Does she think her own experience of political conflict contributed to her interest? “Oh definitely,” she declares. “When I left Spain I took it for granted that you see guns everywhere.” But I suspect that what really draws her to a region that is producing some of world’s most inspiring art is her contempt for the “bullshit”, which she says taints much contemporary art.
She loves spending time with the artists and regularly scoops them off to her country house in Scotland and cooks for them. “It definitely feels like a family and not an institution,” says Turkish-Kurdish artist and former resident Ahmet Ögüt.
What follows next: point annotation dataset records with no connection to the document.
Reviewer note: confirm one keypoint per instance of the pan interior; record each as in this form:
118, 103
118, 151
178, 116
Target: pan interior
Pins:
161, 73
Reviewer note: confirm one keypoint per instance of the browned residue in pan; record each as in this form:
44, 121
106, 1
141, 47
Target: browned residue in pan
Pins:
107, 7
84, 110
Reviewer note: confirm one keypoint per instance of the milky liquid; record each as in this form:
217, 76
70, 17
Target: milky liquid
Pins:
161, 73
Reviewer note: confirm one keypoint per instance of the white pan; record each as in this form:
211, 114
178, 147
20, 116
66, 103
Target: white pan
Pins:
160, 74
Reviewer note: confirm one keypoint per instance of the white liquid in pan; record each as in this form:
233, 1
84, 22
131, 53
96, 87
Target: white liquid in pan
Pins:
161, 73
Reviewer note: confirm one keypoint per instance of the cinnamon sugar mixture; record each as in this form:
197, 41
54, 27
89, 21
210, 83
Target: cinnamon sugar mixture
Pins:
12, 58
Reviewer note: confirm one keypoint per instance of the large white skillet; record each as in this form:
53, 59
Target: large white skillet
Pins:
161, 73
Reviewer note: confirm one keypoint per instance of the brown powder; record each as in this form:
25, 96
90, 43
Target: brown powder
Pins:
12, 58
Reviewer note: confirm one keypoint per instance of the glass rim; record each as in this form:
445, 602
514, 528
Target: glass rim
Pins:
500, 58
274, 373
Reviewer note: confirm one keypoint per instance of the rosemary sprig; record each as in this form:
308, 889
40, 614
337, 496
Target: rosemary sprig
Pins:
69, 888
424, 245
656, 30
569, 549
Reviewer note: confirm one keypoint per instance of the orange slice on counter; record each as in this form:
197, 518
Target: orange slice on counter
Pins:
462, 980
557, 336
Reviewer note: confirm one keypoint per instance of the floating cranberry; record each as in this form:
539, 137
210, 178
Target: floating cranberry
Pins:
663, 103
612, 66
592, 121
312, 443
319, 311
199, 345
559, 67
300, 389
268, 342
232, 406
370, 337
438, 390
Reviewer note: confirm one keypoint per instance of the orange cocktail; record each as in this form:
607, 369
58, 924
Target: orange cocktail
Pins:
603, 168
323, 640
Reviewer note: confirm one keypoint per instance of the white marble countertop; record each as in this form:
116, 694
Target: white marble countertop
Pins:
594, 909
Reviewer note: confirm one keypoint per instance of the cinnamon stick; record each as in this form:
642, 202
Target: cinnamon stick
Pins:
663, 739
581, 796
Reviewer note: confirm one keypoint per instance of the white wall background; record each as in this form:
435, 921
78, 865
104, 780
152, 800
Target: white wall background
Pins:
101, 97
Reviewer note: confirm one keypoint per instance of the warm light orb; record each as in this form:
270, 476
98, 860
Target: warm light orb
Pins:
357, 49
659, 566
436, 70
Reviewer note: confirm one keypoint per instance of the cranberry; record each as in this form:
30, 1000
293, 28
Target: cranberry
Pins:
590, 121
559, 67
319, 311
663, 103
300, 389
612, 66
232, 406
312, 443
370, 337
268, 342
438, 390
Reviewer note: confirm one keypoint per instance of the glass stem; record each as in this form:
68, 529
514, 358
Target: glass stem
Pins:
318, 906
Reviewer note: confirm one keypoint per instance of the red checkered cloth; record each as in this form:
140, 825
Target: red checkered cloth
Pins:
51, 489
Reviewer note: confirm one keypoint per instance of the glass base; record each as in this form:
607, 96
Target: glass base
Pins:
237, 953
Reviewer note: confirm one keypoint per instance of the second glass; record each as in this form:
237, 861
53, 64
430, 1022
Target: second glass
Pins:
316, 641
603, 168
Yet he also highlights the foundation’s rigour. “They do everything to connect you to people – curators, artists, institutions – in London with the same concerns. It’s far more than basic networking.”
The new-look foundation will open briefly during Frieze Week to showcase a film by Turkish artist Asli Cavusoglu. However, when it reopens properly in January 2014, the emphasis will shift from a regional to a thematic approach.
“You have to change. Things cannot stay the same,” is Entrecanales’s explanation for the change, but conversations with Cezar reveal an awareness that orthodox notions of territorial identity are melting. Focusing on the Politics of Food, the first programme will include artists from Kenya, Indonesia, Lebanon and South Africa.
Inevitably, the future is of concern to a woman who recognises that she is “not eternal”. She is expanding the board, which now includes her son Charles. Yet she also dreams that another wealthy female benefactor from outside the family might take the reins, or start a similar project. “You get to 60. Your children have left home. What do you do with your life? [ …] Being a grandmother is not enough. I want these women to know how rewarding this [work] is. It is so fulfilling, you don’t need anything else.”